I noted earlier that Eric Holder suggested that a law prohibiting the use of drones against non-combatant Americans in the US would be unconstitutional.
Grassley: Do you believe Congress has the Constitutional authority to pass a law prohibiting the President’s authority to use drone aircraft to use lethal force against Americans on US soil and if not, why not?
Holder: I’m not sure that such a bill would be constitutional. It might run contrary to the Article II powers that the President has.
That’s interesting background for a move Rand Paul tried at roughly hour 8 of his filibuster.
He proposed a non-binding resolution saying precisely what Grassley had laid out 10 hour earlier, voicing the position of the Senate to be opposed to the “use of drones to target Americans on American soil who pose no imminent threat.”
As I understand it, the resolution was independent from the Brennan nomination (so it would not disrupt that, aside from a vote).
But — as just one of two Democrats to show up during this filibuster (Ron Wyden showed up in support during the 3:00 hour) — Dick Durbin showed up to oppose Paul’s unanimous consent to call for that resolution.
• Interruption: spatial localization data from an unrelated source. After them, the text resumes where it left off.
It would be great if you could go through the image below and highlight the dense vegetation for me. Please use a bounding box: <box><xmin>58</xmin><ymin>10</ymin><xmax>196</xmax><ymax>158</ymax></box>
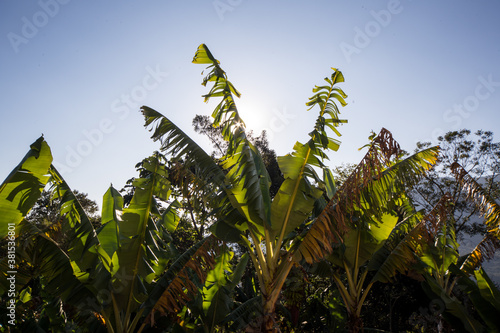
<box><xmin>1</xmin><ymin>44</ymin><xmax>500</xmax><ymax>333</ymax></box>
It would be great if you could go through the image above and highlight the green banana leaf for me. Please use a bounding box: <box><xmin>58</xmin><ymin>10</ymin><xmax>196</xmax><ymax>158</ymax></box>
<box><xmin>330</xmin><ymin>213</ymin><xmax>398</xmax><ymax>269</ymax></box>
<box><xmin>192</xmin><ymin>43</ymin><xmax>272</xmax><ymax>233</ymax></box>
<box><xmin>475</xmin><ymin>267</ymin><xmax>500</xmax><ymax>310</ymax></box>
<box><xmin>202</xmin><ymin>252</ymin><xmax>250</xmax><ymax>330</ymax></box>
<box><xmin>448</xmin><ymin>262</ymin><xmax>500</xmax><ymax>332</ymax></box>
<box><xmin>0</xmin><ymin>136</ymin><xmax>52</xmax><ymax>238</ymax></box>
<box><xmin>270</xmin><ymin>67</ymin><xmax>348</xmax><ymax>265</ymax></box>
<box><xmin>469</xmin><ymin>268</ymin><xmax>500</xmax><ymax>331</ymax></box>
<box><xmin>142</xmin><ymin>105</ymin><xmax>252</xmax><ymax>242</ymax></box>
<box><xmin>98</xmin><ymin>185</ymin><xmax>124</xmax><ymax>270</ymax></box>
<box><xmin>271</xmin><ymin>142</ymin><xmax>326</xmax><ymax>238</ymax></box>
<box><xmin>112</xmin><ymin>153</ymin><xmax>174</xmax><ymax>320</ymax></box>
<box><xmin>48</xmin><ymin>165</ymin><xmax>106</xmax><ymax>282</ymax></box>
<box><xmin>293</xmin><ymin>131</ymin><xmax>439</xmax><ymax>264</ymax></box>
<box><xmin>221</xmin><ymin>140</ymin><xmax>272</xmax><ymax>230</ymax></box>
<box><xmin>16</xmin><ymin>220</ymin><xmax>98</xmax><ymax>310</ymax></box>
<box><xmin>368</xmin><ymin>193</ymin><xmax>453</xmax><ymax>284</ymax></box>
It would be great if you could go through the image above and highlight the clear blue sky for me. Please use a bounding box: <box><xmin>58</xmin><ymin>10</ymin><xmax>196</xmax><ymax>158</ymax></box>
<box><xmin>1</xmin><ymin>0</ymin><xmax>500</xmax><ymax>206</ymax></box>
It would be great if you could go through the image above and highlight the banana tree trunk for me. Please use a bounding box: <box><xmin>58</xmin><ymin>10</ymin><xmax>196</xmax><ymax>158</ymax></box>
<box><xmin>258</xmin><ymin>260</ymin><xmax>294</xmax><ymax>332</ymax></box>
<box><xmin>347</xmin><ymin>311</ymin><xmax>363</xmax><ymax>333</ymax></box>
<box><xmin>262</xmin><ymin>294</ymin><xmax>278</xmax><ymax>333</ymax></box>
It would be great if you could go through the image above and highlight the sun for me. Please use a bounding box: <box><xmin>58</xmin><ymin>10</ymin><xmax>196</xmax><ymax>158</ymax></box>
<box><xmin>236</xmin><ymin>100</ymin><xmax>268</xmax><ymax>135</ymax></box>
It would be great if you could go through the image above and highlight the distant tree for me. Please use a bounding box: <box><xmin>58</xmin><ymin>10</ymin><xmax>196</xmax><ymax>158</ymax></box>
<box><xmin>193</xmin><ymin>114</ymin><xmax>284</xmax><ymax>198</ymax></box>
<box><xmin>331</xmin><ymin>162</ymin><xmax>357</xmax><ymax>187</ymax></box>
<box><xmin>411</xmin><ymin>129</ymin><xmax>500</xmax><ymax>237</ymax></box>
<box><xmin>192</xmin><ymin>114</ymin><xmax>227</xmax><ymax>158</ymax></box>
<box><xmin>24</xmin><ymin>189</ymin><xmax>101</xmax><ymax>253</ymax></box>
<box><xmin>27</xmin><ymin>189</ymin><xmax>101</xmax><ymax>228</ymax></box>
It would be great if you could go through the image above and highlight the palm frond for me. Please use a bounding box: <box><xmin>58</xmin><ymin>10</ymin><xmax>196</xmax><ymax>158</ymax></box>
<box><xmin>451</xmin><ymin>162</ymin><xmax>500</xmax><ymax>274</ymax></box>
<box><xmin>293</xmin><ymin>129</ymin><xmax>439</xmax><ymax>264</ymax></box>
<box><xmin>451</xmin><ymin>162</ymin><xmax>500</xmax><ymax>237</ymax></box>
<box><xmin>142</xmin><ymin>106</ymin><xmax>226</xmax><ymax>188</ymax></box>
<box><xmin>460</xmin><ymin>234</ymin><xmax>500</xmax><ymax>275</ymax></box>
<box><xmin>272</xmin><ymin>68</ymin><xmax>348</xmax><ymax>259</ymax></box>
<box><xmin>368</xmin><ymin>194</ymin><xmax>453</xmax><ymax>283</ymax></box>
<box><xmin>48</xmin><ymin>165</ymin><xmax>104</xmax><ymax>281</ymax></box>
<box><xmin>142</xmin><ymin>236</ymin><xmax>221</xmax><ymax>328</ymax></box>
<box><xmin>192</xmin><ymin>44</ymin><xmax>272</xmax><ymax>229</ymax></box>
<box><xmin>17</xmin><ymin>220</ymin><xmax>99</xmax><ymax>308</ymax></box>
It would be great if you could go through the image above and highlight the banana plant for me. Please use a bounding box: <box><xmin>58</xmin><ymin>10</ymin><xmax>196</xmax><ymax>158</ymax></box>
<box><xmin>140</xmin><ymin>44</ymin><xmax>439</xmax><ymax>332</ymax></box>
<box><xmin>412</xmin><ymin>162</ymin><xmax>500</xmax><ymax>332</ymax></box>
<box><xmin>453</xmin><ymin>266</ymin><xmax>500</xmax><ymax>332</ymax></box>
<box><xmin>0</xmin><ymin>138</ymin><xmax>223</xmax><ymax>333</ymax></box>
<box><xmin>0</xmin><ymin>137</ymin><xmax>106</xmax><ymax>330</ymax></box>
<box><xmin>300</xmin><ymin>130</ymin><xmax>439</xmax><ymax>333</ymax></box>
<box><xmin>414</xmin><ymin>200</ymin><xmax>486</xmax><ymax>332</ymax></box>
<box><xmin>141</xmin><ymin>43</ymin><xmax>348</xmax><ymax>332</ymax></box>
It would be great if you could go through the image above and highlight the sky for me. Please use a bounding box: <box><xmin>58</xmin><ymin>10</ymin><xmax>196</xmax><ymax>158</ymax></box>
<box><xmin>1</xmin><ymin>0</ymin><xmax>500</xmax><ymax>208</ymax></box>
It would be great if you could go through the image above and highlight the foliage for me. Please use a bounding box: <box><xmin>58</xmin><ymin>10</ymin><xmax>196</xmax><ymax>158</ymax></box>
<box><xmin>26</xmin><ymin>189</ymin><xmax>101</xmax><ymax>228</ymax></box>
<box><xmin>386</xmin><ymin>130</ymin><xmax>500</xmax><ymax>332</ymax></box>
<box><xmin>315</xmin><ymin>130</ymin><xmax>439</xmax><ymax>332</ymax></box>
<box><xmin>455</xmin><ymin>266</ymin><xmax>500</xmax><ymax>331</ymax></box>
<box><xmin>0</xmin><ymin>140</ymin><xmax>225</xmax><ymax>333</ymax></box>
<box><xmin>412</xmin><ymin>129</ymin><xmax>500</xmax><ymax>237</ymax></box>
<box><xmin>408</xmin><ymin>161</ymin><xmax>500</xmax><ymax>332</ymax></box>
<box><xmin>141</xmin><ymin>42</ymin><xmax>352</xmax><ymax>332</ymax></box>
<box><xmin>362</xmin><ymin>274</ymin><xmax>428</xmax><ymax>332</ymax></box>
<box><xmin>2</xmin><ymin>45</ymin><xmax>500</xmax><ymax>333</ymax></box>
<box><xmin>0</xmin><ymin>188</ymin><xmax>101</xmax><ymax>331</ymax></box>
<box><xmin>0</xmin><ymin>136</ymin><xmax>52</xmax><ymax>239</ymax></box>
<box><xmin>140</xmin><ymin>44</ymin><xmax>445</xmax><ymax>333</ymax></box>
<box><xmin>193</xmin><ymin>114</ymin><xmax>284</xmax><ymax>198</ymax></box>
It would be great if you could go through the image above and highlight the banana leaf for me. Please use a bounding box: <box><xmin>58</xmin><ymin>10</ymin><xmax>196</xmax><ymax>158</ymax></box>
<box><xmin>0</xmin><ymin>136</ymin><xmax>52</xmax><ymax>238</ymax></box>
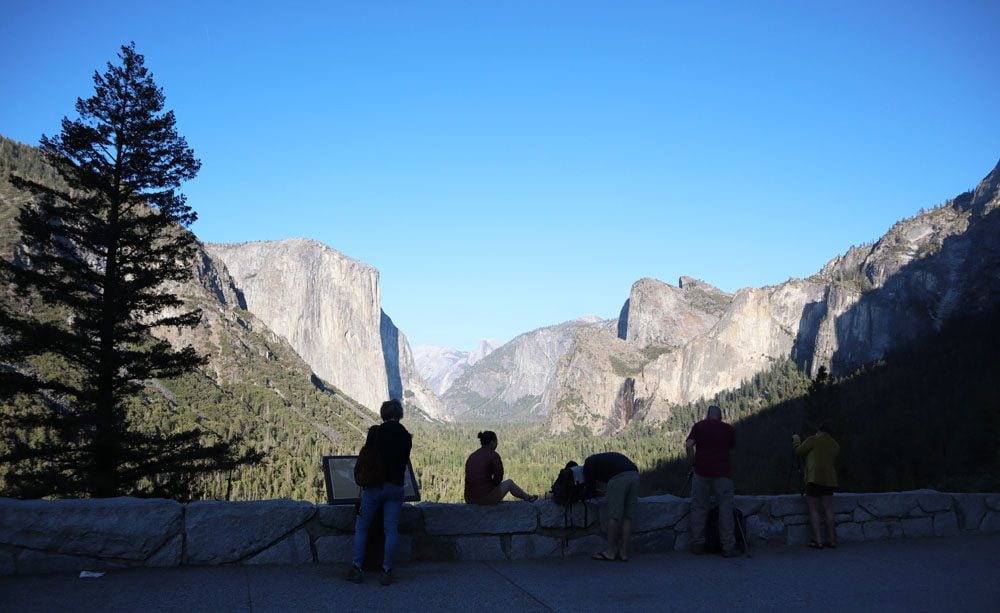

Durbin promised his subcommittee of the Senate Judiciary Committee would hold a hearing on drones. Nevertheless, he objected to Paul’s resolution. He suggested more Constitutional review of this simple measure was needed.
A leader of the Democratic party (and the President’s fellow Chicagoan) opposed a non-binding resolution prohibiting the use of drones in the US against non-combatants out of Constitutional concerns.
I’ve got a lot of theories why that might be. A belief this is all about making trouble for another nomination. insistence that nothing limit potential Article II claims.
But I keep thinking about the fact that there’s a wrongful death suit out there, with state secrets as the fallback claim crumbling with the public discussion.